5.       Hoje em dia uma grande e excelente equipa de jardineiros e ajudantes zela pelos canteiros que fazem o orgulho da terra. Há um trabalhão para os manter viçosos e bonitos a que devemos dar o devido valor. Quando se vê algum menos cuidado, não falta quem diga “Se cá estivesse o David não estaria assim!” – e não estaria! Lembrar o trabalho e o excelente desempenho que teve uma das figuras mais conhecidas em Macedo vem a propósito em particular este ano, que se constrói e planta um significativo parque ajardinado que ficará magnífico (e que não demore a ser ligado ao velho Jardim e ao largo da velha Igreja!) e esplendoroso. Que por ele se venha a sentir o orgulho e brio, profissionalismo e competência de que o David Jardineiro foi exemplo!

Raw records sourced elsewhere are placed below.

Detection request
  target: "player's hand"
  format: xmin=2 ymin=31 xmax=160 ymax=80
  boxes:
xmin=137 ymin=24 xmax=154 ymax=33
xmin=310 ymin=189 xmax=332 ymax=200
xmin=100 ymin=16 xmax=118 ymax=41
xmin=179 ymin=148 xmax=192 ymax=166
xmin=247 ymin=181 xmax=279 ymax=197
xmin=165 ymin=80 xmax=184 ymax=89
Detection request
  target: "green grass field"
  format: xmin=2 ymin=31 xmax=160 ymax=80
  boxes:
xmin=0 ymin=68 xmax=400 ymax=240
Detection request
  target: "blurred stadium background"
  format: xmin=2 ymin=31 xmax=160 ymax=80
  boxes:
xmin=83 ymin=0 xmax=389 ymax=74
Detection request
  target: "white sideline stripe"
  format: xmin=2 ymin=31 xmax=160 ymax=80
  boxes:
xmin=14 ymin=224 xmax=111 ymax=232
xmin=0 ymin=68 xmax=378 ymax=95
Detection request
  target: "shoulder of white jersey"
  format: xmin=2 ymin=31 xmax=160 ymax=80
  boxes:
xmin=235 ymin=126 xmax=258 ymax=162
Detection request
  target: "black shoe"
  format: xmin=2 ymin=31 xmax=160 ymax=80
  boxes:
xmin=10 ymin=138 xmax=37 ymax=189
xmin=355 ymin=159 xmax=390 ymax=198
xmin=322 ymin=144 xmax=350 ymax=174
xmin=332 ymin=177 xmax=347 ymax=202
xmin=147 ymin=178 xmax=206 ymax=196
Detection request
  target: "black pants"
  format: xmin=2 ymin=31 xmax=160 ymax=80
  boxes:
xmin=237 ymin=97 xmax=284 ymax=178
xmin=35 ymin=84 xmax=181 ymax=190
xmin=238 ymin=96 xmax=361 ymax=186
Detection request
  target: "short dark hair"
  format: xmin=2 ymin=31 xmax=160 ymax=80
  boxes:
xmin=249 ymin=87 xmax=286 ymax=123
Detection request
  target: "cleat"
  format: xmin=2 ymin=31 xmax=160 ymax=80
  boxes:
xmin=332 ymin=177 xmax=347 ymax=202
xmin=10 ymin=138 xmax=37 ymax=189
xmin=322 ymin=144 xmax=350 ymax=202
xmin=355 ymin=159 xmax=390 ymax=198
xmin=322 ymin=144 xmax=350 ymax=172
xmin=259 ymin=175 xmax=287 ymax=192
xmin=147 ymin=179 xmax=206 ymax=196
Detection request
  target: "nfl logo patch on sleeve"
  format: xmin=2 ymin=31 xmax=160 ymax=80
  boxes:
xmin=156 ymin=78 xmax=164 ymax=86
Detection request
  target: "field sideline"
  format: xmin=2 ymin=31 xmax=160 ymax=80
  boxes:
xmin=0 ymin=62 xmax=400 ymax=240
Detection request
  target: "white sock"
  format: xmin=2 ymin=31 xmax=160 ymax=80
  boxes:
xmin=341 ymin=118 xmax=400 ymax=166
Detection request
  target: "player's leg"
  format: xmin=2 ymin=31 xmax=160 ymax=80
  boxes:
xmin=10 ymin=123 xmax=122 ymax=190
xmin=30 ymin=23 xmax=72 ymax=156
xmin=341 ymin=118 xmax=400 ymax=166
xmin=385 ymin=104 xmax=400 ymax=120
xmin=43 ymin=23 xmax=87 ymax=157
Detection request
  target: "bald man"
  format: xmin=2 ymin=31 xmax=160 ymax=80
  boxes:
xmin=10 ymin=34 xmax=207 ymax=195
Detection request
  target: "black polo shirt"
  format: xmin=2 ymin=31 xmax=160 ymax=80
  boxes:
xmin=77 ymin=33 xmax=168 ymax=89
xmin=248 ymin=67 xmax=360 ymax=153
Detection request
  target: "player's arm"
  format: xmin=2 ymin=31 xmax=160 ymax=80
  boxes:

[1] Há dias, ao folhear antigos Mensageiro de Bragança, deparei-me com a notícia do assalto e os dados reportados à época e baseio-me nesses apontamentos e nas notas que amavelmente me deu o meu amigo e Presidente da Junta Sérgio Borges, que também me enviou as fotos com que se ilustra este post, para os dados mais factuais. Maria dos Anjos Gaspar (18.11.1915-14.11.1972) era natural de Vale de Prados. David Ferreira Ramos era natural de Águas Santas, Maia, onde nasceu a 19.02.1914. Era filho de Augusto Ferreira Ramos e de Rita Moutinho. Veio para Macedo nos anos trinta. Morreu a 15.11.1997, em Macedo. A foto do casal é de 1952; com o David a regar, 1974; com o seu neto Sérgio Borges, junto a um dos seus esplendorosos canteiros com as omnipresentes roseiras, 1984.   Esta versão deste post, de 5.08.2022, está na sua forma provisória e será revista oportunamente.